Federal Funds Expand Preschool Program

Oct 21, 2015

A ceremonial check presentation for HCS Head Start. (l to r ) Springfield School Superintendent Dan Warwick, State Sen. Eric Lesser, Springfield Mayor Domenic Sarno, U.S. Rep. Richard Neal ( D- MA1) HCS Head Start board vice chairman Bud Williams, HCS Head Start Ex. Dir. Janis Santos.
Credit WAMC

Federal funds are paying for an expansion of pre-school programs in Springfield, Massachusetts, where children from poor families have historically struggled academically and dropped out before graduating from high school.

A $2 million federal grant will open 11 additional Head Start classrooms for infants and toddlers from low- income families in Springfield.  Massachusetts Congressman Richard Neal, who announced the funding, praised Head Start as a last vestige from the Great Society programs of the 1960s.

" The legacy is millions of people across the country who got a jump start in terms of education," said Neal.

As evidence of Head Start’s now multi-generational impact, the program expansion announcement was witnessed by Latricia Winters of Springfield. Her four children graduated from Head Start and now a grandson will be enrolled in the program.

" It really did help our family," said Winters. " They were bright children, but this helped  them shine brighter."

The expansion will provide slots for 88 infants and toddlers in Early Head Start, according to Janis Santos, executive director for Holyoke Chicopee Springfield Head Start.

" There is such a great need for this age group," she said.

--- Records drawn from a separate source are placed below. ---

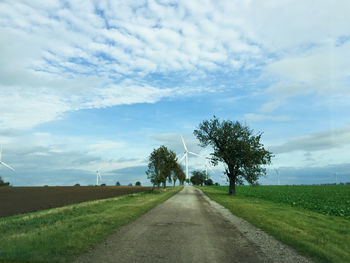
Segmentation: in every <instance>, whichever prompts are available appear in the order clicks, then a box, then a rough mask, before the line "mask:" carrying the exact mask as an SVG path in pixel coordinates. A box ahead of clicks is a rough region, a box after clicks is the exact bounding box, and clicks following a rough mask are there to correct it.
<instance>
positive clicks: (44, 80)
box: [0, 0, 350, 185]
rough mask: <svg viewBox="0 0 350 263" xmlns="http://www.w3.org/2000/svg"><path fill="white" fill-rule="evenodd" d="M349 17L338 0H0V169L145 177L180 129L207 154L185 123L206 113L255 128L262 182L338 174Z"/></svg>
mask: <svg viewBox="0 0 350 263" xmlns="http://www.w3.org/2000/svg"><path fill="white" fill-rule="evenodd" d="M349 24H350V3H349V1H346V0H344V1H336V2H335V1H331V0H323V1H317V3H315V1H311V0H307V1H303V2H300V3H298V4H296V3H295V1H286V0H284V1H276V0H274V1H272V0H270V1H258V0H256V1H253V0H251V1H238V0H228V1H165V0H164V1H163V0H162V1H15V2H14V1H0V61H1V64H0V94H1V95H0V143H2V145H3V161H4V162H6V163H8V164H10V165H11V166H13V167H14V168H15V169H16V172H12V171H10V170H7V169H5V168H4V167H0V176H2V177H3V178H4V179H5V180H7V181H10V182H11V184H13V185H44V184H48V185H73V184H75V183H80V184H84V185H87V184H94V183H95V178H96V170H97V169H101V175H102V178H103V181H104V182H105V183H107V184H115V182H116V181H120V182H121V183H122V184H128V183H135V182H136V181H137V180H139V181H141V182H142V183H143V184H147V178H146V175H145V169H146V165H147V158H148V156H149V154H150V153H151V151H152V150H153V149H154V148H156V147H158V146H160V145H162V144H165V145H167V146H168V147H169V148H171V149H173V150H174V151H175V152H176V153H177V154H178V155H179V156H181V155H182V154H183V146H182V144H181V139H180V134H182V135H183V136H184V138H185V141H186V142H187V144H188V148H189V149H190V150H192V151H194V152H197V153H199V154H201V155H208V154H209V153H210V149H202V148H200V147H199V146H198V141H196V139H195V138H194V137H193V130H194V129H195V128H196V127H197V126H198V124H199V123H200V122H201V121H203V120H205V119H209V118H211V117H212V116H213V115H216V116H218V117H219V118H221V119H225V120H232V121H235V120H238V121H241V122H244V123H247V124H248V125H249V126H250V127H251V128H253V129H254V130H255V131H257V132H258V131H261V132H263V133H264V135H263V143H264V144H265V146H266V147H267V148H268V149H269V150H271V151H272V152H273V153H274V154H275V157H274V159H273V162H272V165H271V166H270V169H269V170H268V175H267V177H265V178H263V179H262V180H261V182H262V183H264V184H276V183H277V180H276V174H275V173H274V170H273V169H278V171H279V173H280V177H281V179H280V180H281V183H282V184H301V183H305V184H309V183H329V182H333V181H335V179H334V178H335V176H334V173H337V174H338V178H339V180H340V181H343V182H345V181H350V170H349V166H350V159H349V158H350V117H349V116H350V115H349V109H350V60H349V59H348V58H349V57H350V29H349ZM189 163H190V171H192V170H193V169H203V168H204V163H203V161H202V160H201V159H200V158H190V160H189ZM213 169H214V172H211V176H212V178H213V179H214V181H218V182H220V183H225V180H224V178H223V177H222V173H223V167H222V166H217V167H213ZM332 180H333V181H332Z"/></svg>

The new classes will be spread among three Head Start locations.

Santos said the grant her organization received was competitive and only one of 300 given out nationally.

"We are so excited about getting this and giving this opportunity to the many families that need it in the city of Springfield," she said.

     Springfield Superintendent of Public Schools Dan Warwick said the city’s schools have a great partnership with preschool providers such as Head Start.  He said without formal early education, children from low- income families come to kindergarten behind their peers and never catch up.

" We win or lose the game at the preschool level," said Warwick.

Springfield Mayor Domenic Sarno said early education is critical to combating poverty and crime.

"It does a make difference to put the money on the front end," said Sarno.

One of the locations for the new Early Head Start classrooms is the Early Childhood Center, which is a new cooperative preschool run by the Springfield Public Schools and private preschool providers Head Start, Square One, and the YMCA of Greater Springfield.

The city received a $14 million, 5-year grant from the state earlier this year to provide free pre-school classes for almost 300 4-year- olds at the early education center.